To achieve this mission, the Strategic Plan explains that the ECC will develop common proposals, policies and regulations consistent with cross-cutting and strategic principles as follows:

  • The benefits that spectrum sharing, where technically feasible, can deliver in terms of facilitating effective and efficient use of spectrum, and promoting innovation in both licensed and unlicensed bands. The ECC will consider opportunities to promote spectrum sharing through its technical and regulatory work, including when undertaking compatibility analyses and defining coexistence conditions.
  • The need to define appropriate parameters for both transmitters and receivers in co-channel bandwidth and in adjacent frequency bands. The ECC is committed to developing and/or updating relevant ECC Recommendations on appropriate characterisations of both transmitters and receivers and will intensify its co-operation with ETSI, Europe’s leading standards development organisation in this field, in order to support efficient use of spectrum and spectrum sharing.
  • The need to balance the diverse interests of all the different users of spectrum. The ECC will establish technical co-existence conditions for access to spectrum for new technologies and services – balancing the interests of incumbents and new entrants as appropriate – in order to facilitate optimal use of the spectrum and orbital resource.
  • Ensuring non-discriminatory access to numbering and network resources, for both traditional operators and new entrants. The ECC will develop harmonised policies that promote non-discriminatory and technology-neutral access to scarce numbering resources. This will promote competition, foster innovation, ensure consumer protection and facilitate the continued evolution to high capacity networks of the future.

These principles will guide the work of the ECC over the next five years.

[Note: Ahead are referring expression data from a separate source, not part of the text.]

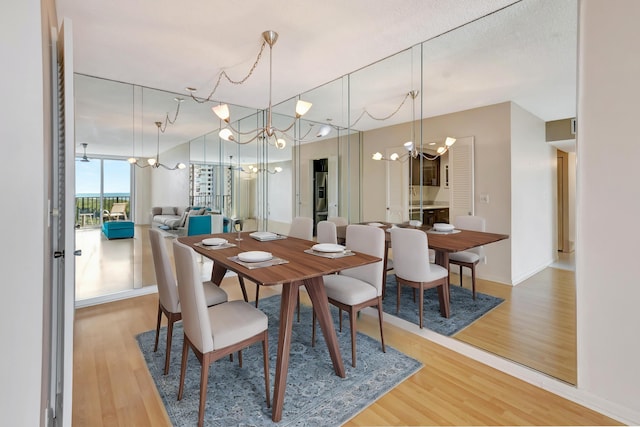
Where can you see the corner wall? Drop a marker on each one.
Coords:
(607, 284)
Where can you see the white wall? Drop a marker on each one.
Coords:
(533, 196)
(22, 189)
(607, 276)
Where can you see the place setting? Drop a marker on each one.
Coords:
(257, 259)
(214, 243)
(329, 250)
(443, 228)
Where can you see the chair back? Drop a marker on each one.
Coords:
(338, 220)
(167, 290)
(195, 316)
(411, 255)
(302, 228)
(368, 240)
(326, 232)
(474, 223)
(198, 224)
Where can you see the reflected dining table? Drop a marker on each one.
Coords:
(443, 243)
(299, 268)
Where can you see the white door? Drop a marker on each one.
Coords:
(461, 180)
(397, 188)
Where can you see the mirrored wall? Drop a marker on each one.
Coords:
(370, 110)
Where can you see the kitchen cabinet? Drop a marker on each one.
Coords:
(430, 172)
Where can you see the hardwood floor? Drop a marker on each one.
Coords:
(535, 325)
(113, 387)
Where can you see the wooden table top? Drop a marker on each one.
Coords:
(301, 265)
(449, 242)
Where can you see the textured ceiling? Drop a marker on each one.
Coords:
(525, 53)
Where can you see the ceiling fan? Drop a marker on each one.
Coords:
(84, 157)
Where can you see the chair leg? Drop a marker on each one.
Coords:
(257, 294)
(352, 320)
(204, 378)
(421, 303)
(167, 356)
(155, 347)
(384, 350)
(183, 366)
(265, 356)
(242, 287)
(473, 280)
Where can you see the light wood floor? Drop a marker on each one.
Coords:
(112, 386)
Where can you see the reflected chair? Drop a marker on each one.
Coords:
(412, 267)
(353, 289)
(470, 257)
(326, 232)
(301, 228)
(217, 331)
(169, 302)
(117, 211)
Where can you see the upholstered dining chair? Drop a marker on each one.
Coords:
(169, 301)
(326, 232)
(470, 257)
(412, 267)
(356, 288)
(301, 228)
(216, 331)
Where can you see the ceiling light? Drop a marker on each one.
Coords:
(154, 162)
(412, 151)
(229, 133)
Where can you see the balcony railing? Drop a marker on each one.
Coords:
(89, 212)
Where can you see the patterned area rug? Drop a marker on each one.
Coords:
(464, 309)
(314, 394)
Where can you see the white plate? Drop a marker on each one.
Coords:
(263, 235)
(439, 226)
(254, 256)
(328, 247)
(214, 241)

The Strategic Plan also recognises that new technologies – including Artificial Intelligence and Blockchain – are emerging, as well as a range of other factors, which may influence how it manages the spectrum and numbering resource in the future. This includes issues related to global connectivity, cyber security, end-user protection, public safety and environmental considerations, including climate change.

A detailed description of the specific work items being addressed by the ECC is set out in the ECC Work Programme. While this list of work items is long and diverse, the ECC has identified some topics which are particularly important and which embrace much of its key work in the medium term. These are:

  • Reviewing future use of the UHF band (470-960 MHz);
  • Wireless broadband and connectivity;
  • Issues relating to general authorisations and licence-exempt use of spectrum;
  • New initiatives and innovations, such as next generation satellite systems, which require technical and/or regulatory conditions;
  • New business models, applications and services which emerge and require that sufficient numbering resources are made available;
  • Number portability, ease of switching, end-user protection, public safety and building trust in electronic communications.

The ECC Strategic Plan sets out how the ECC will work collaboratively with a range of partner organisations – including the European Commission, ETSI and the International Telecommunication Union (ITU)– in taking forward its work and sharing best practice and knowledge. It also explains how the ECC will, with support from the European Communications Office, work more broadly with stakeholders in order to communicate and publicise ongoing activities. This includes conducting public consultations on all draft deliverables, organising workshops and exploring relationships with universities, scientific institutes and European research programmes, as well as maintaining and developing the EFIS database.

The ECC Strategic Plan is expected to be sufficiently high-level to remain relevant as technologies and markets develop over the next five years. It will, however, be subject to a mid-term review which will provide an opportunity to track progress against the plan and consider any amendments that may be necessary to ensure its continued relevance and usefulness.